La Déclaration met enfin l’accent sur le renforcement des capacités dans les pays en développement. Ceux-ci sont à la fois parmi les plus exposés aux impacts du dérèglement climatique et parmi les plus vulnérables en termes d’infrastructures médiatiques, éducatives et scientifiques. Pour eux, améliorer l’intégrité de l’information climatique signifie investir dans le journalisme spécialisé, la formation des enseignants, le développement de centres de recherche crédibles, mais aussi l’accès aux données et aux modèles climatiques. La déclaration suggère que cette dimension devrait être intégrée dans les dispositifs de financement international, aux côtés des projets d’atténuation et d’adaptation.
Quelles pourraient être les implications futures de ce texte ?
Il serait naïf de penser qu’une déclaration, même adoptée dans un cadre onusien, suffira à inverser la tendance. Mais elle fournit une boussole et un langage commun qui peuvent être mobilisés dans plusieurs directions. On peut imaginer, par exemple, qu’elle serve de base à l’élaboration de stratégies nationales d’intégrité de l’information climatique, articulées avec les plans nationaux d’adaptation (PA) et les contributions déterminées au niveau national (CDN). Dans certains pays, elle pourrait inspirer la création de mécanismes de suivi réguliers sur l’état de l’information climatique, à l’image des rapports déjà existants sur l’état de l’environnement ou de la démocratie.

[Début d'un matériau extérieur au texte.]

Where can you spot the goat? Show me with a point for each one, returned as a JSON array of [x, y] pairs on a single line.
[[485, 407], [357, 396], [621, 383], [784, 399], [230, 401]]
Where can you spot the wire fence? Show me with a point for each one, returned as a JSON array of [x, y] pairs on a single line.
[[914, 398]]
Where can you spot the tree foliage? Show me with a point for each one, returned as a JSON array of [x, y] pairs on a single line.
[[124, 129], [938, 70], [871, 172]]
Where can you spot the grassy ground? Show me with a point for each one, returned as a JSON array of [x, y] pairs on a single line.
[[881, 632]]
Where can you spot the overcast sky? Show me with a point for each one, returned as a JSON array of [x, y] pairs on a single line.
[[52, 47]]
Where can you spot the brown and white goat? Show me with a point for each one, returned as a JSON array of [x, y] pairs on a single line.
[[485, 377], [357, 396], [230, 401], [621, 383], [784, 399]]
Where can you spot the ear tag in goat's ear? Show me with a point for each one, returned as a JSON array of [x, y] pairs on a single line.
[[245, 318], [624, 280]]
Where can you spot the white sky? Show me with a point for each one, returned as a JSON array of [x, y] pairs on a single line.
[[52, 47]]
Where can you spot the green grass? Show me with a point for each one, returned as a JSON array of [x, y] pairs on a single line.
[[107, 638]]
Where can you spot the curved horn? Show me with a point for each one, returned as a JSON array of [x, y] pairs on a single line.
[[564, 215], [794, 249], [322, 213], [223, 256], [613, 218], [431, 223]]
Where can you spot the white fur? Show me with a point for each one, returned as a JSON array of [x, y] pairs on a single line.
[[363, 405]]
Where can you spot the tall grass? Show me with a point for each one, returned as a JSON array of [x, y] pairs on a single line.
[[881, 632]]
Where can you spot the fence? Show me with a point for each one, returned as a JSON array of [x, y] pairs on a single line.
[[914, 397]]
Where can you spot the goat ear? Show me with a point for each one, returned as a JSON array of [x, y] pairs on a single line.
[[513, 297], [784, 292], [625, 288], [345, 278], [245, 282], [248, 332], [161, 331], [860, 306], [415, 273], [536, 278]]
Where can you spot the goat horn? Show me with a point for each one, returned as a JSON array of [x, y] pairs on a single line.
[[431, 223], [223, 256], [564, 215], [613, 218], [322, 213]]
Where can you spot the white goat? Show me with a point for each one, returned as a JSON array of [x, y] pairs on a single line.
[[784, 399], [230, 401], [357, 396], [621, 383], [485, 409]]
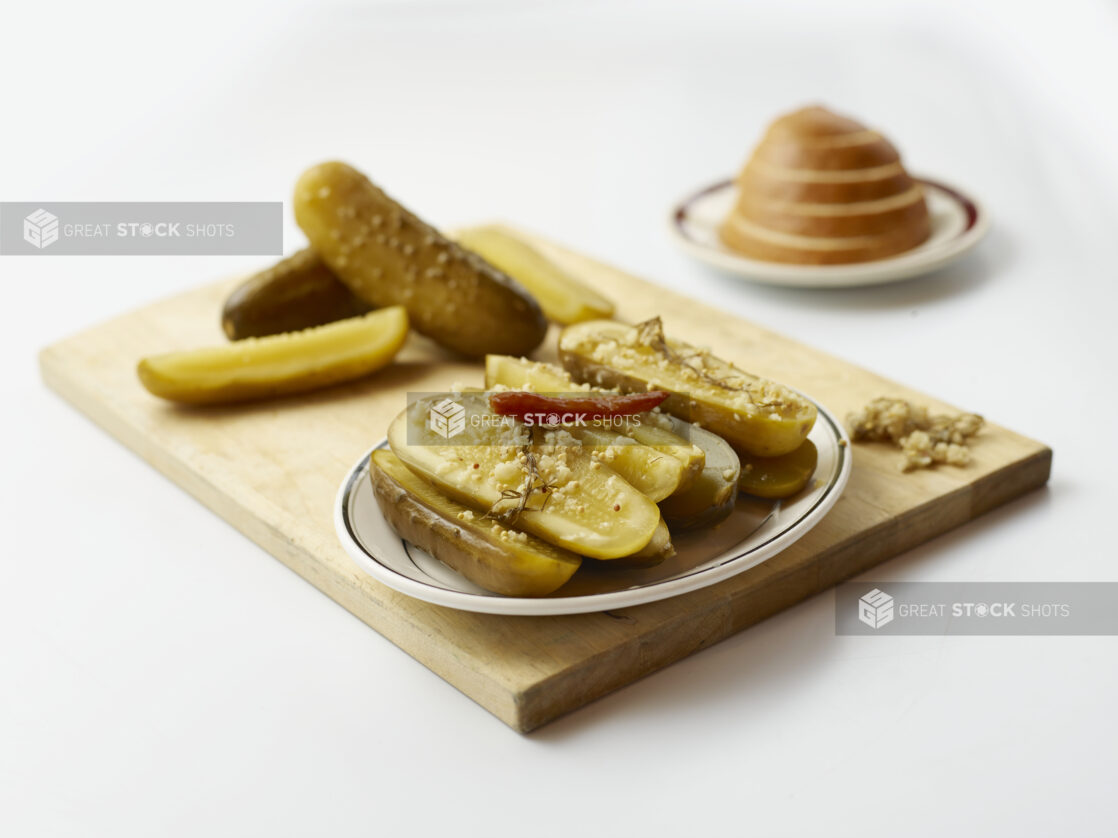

La Déclaration ouvre aussi un espace nouveau pour les médias. En mettant au cœur du débat la question de la responsabilité informationnelle, elle légitime les rédactions qui souhaitent investir dans des cellules de journalisme climatique, développer le fact-checking spécialisé, tisser des liens plus étroits avec le milieu scientifique et refuser les faux équilibres qui consistent à mettre sur le même plan des positions minoritaires, politiquement instrumentalisées, et un consensus scientifique solide. Pour les pays de la région MENA, pour l’Afrique et pour d’autres régions du Sud, cela suppose d’accompagner ce mouvement par des formations, des soutiens financiers et des mécanismes de protection des journalistes.
Enfin, cette déclaration représente une opportunité pour les pays en développement. En rappelant que l’intégrité de l’information fait partie des conditions de réussite de l’action climatique, elle offre un argument supplémentaire pour exiger un meilleur accès aux données, aux modèles et à l’expertise. Elle permet aussi de plaider pour que les mécanismes internationaux de financement tiennent compte de cette dimension dans l’évaluation des besoins et dans la conception des projets. Pour des pays confrontés à la fois à des vulnérabilités physiques (sécheresses, inondations, insécurité alimentaire) et à des défis de gouvernance, c’est une chance de replacer la question de la connaissance, de la transparence et de la confiance au centre des négociations.
En définitive, la Déclaration de Belém change la manière de penser le lien entre climat et information. Elle nous rappelle que, pour restaurer le climat de la planète, il faut aussi assainir le « climat de l’information ». Les deux sont intimement liés. Sans une information climatiquement intègre, les meilleures technologies, les financements les plus généreux et les accords les plus ambitieux risquent de se heurter à un mur de méfiance et de confusion.